Data Grid is geographically distributed environment that deals with large-scale data-intensive applications (Elkhatib & Edwards, 2015). In data grid, faults and disconnections of machines are common and can lead to data loss. Therefore, it is necessary to take into account the dynamic nature of the grids since the various data may disappear at any time. To meet the needs for scalability, fast access, most Data Grids support data replication to point within the distributed storage architecture. The use of replicas allows multiple users faster data access while conserving the bandwidth since replica can often be placed strategically close sites where users need them.
A good job scheduling (Nedaei, 2018) can reduce the amount of transferred data by placing a job to where the needed data are present. The decision of where and when to execute a job is made by considering its requirement and current status of the Grid such as computational, storage and network resources. Vice versa, replication will offer a faster access to required files by grid jobs, hence it increases the performance of job execution (Huang et al., 2013).
For a long time, data replication and job scheduling problems have been studied separately and those in Data Grids have just recently received devotion from researchers. Job scheduling has its own complicated features since it deals with a large amount of input data in the dynamic environment of Grids.
In order to best exploit the available resources in Data Grid, it seems necessary to design a strategy combining job scheduling and dynamic replica placement. The work presented in this paper is a solution to this problem. It consists of combining the two concepts in a dynamic strategy, called ClusOptimizer, while basing on MapReduce-driven clustering. The use of MapReduce driven can optimize the cost of data transfer and the tasks’ execution while organizing the jobs’ scheduling.
The objective is to design and implement an optimal dynamic data replication for job scheduling strategy based on parallel clustering. OptorSim simulator has been chosen (Datagrid, 2014) because it shows its usefulness as a grid simulator both in its current features and in the case of adaptability with new scheduling and replication strategies.

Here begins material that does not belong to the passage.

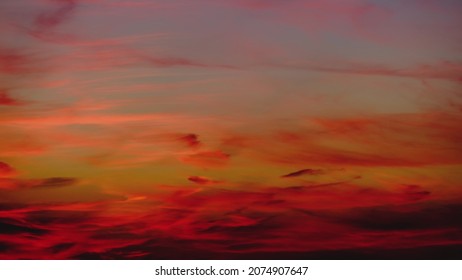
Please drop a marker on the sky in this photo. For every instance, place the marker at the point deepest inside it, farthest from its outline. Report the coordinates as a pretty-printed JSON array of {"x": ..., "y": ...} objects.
[{"x": 155, "y": 129}]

This paper focuses mainly on highlighting the main challenges of the high-performance computing. A thorough research on related technologies and also problem analysis are made. This paper proposes ClusOptimizer concept that consists of the replica placement and the job scheduling. The goal of ClusOptimizer is optimized of the cost of data transfer and task execution. The efficiency of the proposed algorithms is detailed in this article. In addition, the latest optimizer was used as a comparison with the experiment. So, the performance of the proposed optimizer is proved in the paper.
The distributed data, the large scale of grid and the dynamite sites cause the problem of remote access and data availability in Bioinformatics. These settings are extremely important in the context of biological grids where the processing time is very short and the user access is common.
In order to not exceed the threshold of processing time, it is necessary to maintain the data available at all times according to the frequency of the requests. For this purpose, the set of replication placement must be proposed in this type of architecture to prove the performance of the proposed replica placement strategy for Bioinformatics.